Newly installed CEO K.C. Crosthwaite, the Altria executive who took over last week after Kevin Burns stepped down, said in a statement that the company would cease all "active support" of the ballot measure, as the SF Business Times reports. "I am committed to seeing that Juul engages productively with all stakeholders, including regulators, policymakers and our customers. This decision does not change the fact that as a San Francisco-founded and headquartered company we remain committed to the city," Crosthwaite said.
SF became the first city in the country to outright ban e-cigarettes and the sale of vape cartridges altogether when the Board of Supervisors passed an ordinance to do so in June. The law not only banned the manufacture and sale of all non-FDA-approved vape products in city limits, it also banned the mail-order delivery of such products to SF addresses.
The Supervisors felt that the law was necessary to protect consumers in light of the fact that the FDA has yet to approve any vape pens or products, and the fact that state law preventing everyone under the age of 21 from buying vape products was not being adequately enforced to protect teenagers.
The law ended up being prescient given the stories that began emerging shortly after it passed about a mysterious lung illness connected to e-cigarettes that was landing many young people in intensive-care units across the country. Some anecdotal evidence suggests that the people who have become sick — now over 800 across 46 states, with 14 deaths — may have been using counterfeit or black-market vape pods, particularly those containing marijuana. But, thus far, public health officials and the Centers for Disease Control have not determined a specific ingredient or product to be the culprit — of a group of 514 patients surveyed, 77 percent said they had used THC-containing vape products, with only 36 percent of those exclusively using marijuana. The CDC has now issued a broad warning against all types of vaping, which has already taken a hit to Juul's business.

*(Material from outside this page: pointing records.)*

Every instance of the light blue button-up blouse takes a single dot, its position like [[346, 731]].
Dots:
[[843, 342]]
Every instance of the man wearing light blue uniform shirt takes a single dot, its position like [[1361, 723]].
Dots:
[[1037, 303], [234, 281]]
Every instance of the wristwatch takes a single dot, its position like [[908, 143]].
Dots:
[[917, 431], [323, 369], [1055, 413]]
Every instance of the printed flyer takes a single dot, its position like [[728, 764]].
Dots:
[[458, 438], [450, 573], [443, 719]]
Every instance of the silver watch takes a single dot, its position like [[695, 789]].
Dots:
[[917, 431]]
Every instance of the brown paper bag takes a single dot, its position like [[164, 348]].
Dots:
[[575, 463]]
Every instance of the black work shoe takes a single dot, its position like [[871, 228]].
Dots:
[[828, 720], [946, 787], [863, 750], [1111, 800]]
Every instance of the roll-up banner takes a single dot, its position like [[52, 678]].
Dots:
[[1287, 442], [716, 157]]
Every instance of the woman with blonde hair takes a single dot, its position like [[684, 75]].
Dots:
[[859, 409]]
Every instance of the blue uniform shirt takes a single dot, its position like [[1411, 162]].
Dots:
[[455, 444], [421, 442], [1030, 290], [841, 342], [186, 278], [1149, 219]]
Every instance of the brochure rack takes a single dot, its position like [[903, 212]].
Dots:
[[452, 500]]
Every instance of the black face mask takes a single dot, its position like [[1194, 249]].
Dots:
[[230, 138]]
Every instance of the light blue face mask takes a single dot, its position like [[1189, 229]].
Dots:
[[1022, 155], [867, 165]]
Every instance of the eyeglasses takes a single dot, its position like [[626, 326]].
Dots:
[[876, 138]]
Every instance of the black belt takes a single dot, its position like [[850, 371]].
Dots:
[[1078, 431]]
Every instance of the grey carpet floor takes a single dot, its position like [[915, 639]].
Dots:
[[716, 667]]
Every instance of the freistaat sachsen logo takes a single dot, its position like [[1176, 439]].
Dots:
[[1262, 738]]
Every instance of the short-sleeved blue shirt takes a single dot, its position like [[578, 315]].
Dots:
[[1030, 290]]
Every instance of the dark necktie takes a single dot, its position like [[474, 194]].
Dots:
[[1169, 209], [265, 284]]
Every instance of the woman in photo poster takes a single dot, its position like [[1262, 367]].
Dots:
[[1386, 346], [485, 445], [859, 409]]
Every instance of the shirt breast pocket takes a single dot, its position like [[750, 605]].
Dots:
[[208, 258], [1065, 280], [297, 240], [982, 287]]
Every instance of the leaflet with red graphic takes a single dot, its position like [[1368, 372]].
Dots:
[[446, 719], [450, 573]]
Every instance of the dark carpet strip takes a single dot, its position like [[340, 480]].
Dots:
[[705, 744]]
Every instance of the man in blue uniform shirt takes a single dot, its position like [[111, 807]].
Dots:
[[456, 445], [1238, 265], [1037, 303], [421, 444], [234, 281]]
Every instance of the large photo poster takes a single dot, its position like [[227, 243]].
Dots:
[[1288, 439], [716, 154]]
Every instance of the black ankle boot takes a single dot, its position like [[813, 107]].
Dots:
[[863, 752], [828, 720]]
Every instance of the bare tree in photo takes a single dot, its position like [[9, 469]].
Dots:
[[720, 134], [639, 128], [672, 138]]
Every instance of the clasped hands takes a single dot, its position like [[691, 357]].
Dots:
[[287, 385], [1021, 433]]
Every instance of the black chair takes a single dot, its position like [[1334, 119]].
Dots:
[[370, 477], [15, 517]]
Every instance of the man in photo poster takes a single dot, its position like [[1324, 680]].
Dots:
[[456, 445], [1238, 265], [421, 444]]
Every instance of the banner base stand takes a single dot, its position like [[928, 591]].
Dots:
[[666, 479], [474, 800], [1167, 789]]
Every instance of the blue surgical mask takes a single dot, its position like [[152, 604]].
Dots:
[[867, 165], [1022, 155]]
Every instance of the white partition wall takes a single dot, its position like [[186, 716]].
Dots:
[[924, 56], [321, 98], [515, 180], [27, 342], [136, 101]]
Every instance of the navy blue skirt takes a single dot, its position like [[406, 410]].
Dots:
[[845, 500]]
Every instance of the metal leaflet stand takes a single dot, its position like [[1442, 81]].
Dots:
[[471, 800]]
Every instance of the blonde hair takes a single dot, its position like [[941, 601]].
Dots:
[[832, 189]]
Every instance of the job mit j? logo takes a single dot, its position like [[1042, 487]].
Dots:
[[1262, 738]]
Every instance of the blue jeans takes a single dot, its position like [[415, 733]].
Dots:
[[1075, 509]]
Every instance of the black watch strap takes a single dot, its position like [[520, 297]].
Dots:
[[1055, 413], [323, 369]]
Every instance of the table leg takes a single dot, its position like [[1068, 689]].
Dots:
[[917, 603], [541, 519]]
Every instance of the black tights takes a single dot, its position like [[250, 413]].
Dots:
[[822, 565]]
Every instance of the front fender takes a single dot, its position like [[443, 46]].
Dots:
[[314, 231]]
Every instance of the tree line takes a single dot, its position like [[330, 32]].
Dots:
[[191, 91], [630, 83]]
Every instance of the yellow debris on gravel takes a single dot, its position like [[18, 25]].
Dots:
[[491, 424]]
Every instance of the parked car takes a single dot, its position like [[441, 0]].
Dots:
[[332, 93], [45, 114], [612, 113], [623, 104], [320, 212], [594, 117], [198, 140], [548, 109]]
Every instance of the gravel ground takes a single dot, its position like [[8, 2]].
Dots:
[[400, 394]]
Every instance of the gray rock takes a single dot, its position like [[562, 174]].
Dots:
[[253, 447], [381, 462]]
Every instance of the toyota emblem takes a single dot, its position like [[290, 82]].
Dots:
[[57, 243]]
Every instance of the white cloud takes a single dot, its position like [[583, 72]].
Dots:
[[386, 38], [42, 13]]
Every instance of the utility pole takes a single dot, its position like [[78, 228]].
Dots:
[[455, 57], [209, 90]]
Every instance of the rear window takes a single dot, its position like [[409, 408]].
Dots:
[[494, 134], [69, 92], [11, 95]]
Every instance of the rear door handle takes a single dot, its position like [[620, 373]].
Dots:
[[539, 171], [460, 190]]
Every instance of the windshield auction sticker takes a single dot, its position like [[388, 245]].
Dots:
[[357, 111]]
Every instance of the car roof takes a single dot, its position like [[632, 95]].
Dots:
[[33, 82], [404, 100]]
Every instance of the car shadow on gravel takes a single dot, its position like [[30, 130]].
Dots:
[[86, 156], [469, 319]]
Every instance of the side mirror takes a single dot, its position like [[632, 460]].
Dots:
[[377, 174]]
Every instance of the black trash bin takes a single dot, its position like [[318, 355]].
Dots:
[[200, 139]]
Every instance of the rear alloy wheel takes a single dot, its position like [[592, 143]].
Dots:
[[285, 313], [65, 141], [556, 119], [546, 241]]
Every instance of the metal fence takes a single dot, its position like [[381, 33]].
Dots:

As ABC 7 reports, the Juul-supported Prop C must legally remain on the November ballot now that it's there, and to date Juul Labs has spent over $10 million on a campaign to get out the vote to overturn it. As the Chronicle reports, after unpaid bills, the Yes on C campaign is expected to return $7 million in unspent funds to Juul.
Meanwhile, Juul is under criminal investigation by the feds, though the focus of the probe is not yet known. And the FTC is investigating Juul as well for what it says were misleading marketing practices.
The No on Prop C campaign, which has seen some significant funding from former New York City mayor and anti-smoking activist Michael Bloomberg, will presumably continue.